Diagnostik
Wie eine gute Abklärung abläuft – Positivdiagnose statt endloser Ausschlussdiagnostik.
Positivdiagnose statt Ausschluss
Funktionelle Beschwerden werden heute nicht mehr allein durch Ausschluss anderer Erkrankungen diagnostiziert. Es gibt typische Muster, die eine positive Diagnose erlauben: charakteristischer Verlauf, Symptomwechsel, Zusammenhang mit Belastung, unauffällige Basisdiagnostik, typische klinische Zeichen.

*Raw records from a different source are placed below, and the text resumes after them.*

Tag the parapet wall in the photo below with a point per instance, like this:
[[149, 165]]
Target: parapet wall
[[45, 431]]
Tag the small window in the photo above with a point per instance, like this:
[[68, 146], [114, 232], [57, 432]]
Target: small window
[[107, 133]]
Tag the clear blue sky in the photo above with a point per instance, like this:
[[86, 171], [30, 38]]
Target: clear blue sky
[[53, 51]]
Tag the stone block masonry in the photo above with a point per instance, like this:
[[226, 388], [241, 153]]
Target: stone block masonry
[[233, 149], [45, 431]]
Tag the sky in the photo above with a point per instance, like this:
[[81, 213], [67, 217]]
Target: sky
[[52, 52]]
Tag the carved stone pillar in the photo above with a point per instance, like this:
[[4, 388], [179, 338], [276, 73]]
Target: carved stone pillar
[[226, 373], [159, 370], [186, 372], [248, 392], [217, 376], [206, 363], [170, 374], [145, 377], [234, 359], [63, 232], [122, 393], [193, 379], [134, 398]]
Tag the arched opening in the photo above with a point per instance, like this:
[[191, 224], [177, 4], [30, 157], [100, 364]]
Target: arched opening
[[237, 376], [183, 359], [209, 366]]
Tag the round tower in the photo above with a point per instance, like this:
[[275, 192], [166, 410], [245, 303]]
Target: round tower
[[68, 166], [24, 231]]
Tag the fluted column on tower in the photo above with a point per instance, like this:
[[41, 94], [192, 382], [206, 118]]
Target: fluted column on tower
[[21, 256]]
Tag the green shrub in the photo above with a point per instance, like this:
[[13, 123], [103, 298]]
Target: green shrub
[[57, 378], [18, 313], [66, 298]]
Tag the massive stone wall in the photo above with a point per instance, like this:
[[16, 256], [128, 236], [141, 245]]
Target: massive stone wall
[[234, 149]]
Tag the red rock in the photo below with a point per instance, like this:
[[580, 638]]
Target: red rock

Bestandteile der Abklärung
- Ausführliches Gespräch: Beschwerdeverlauf, Auslöser, Alltag, Belastungen, bisherige Behandlungen, eigene Erklärungsmodelle
- Körperliche Untersuchung zur Einordnung und zur Beruhigung
- Gezielte Basisdiagnostik (Labor, ggf. EKG, bildgebende Verfahren) entsprechend den Beschwerden
- Screening auf begleitende Depression, Angst- oder Traumafolgestörungen
Was vermieden werden sollte
Wiederholte, nicht indizierte Untersuchungen können Ängste verstärken, Zufallsbefunde produzieren und die Beschwerden aufrechterhalten. Ebenso ungünstig sind Aussagen wie „Sie haben nichts“ – sie lassen Betroffene mit ihrem realen Leiden allein.
Ein gutes Erklärungsmodell
Hilfreich ist eine Erklärung, die die Beschwerden ernst nimmt, sie verständlich macht und Handlungsmöglichkeiten eröffnet – zum Beispiel über das Bild eines überempfindlich eingestellten Warnsystems, das echte Signale erzeugt, aber zu empfindlich reagiert.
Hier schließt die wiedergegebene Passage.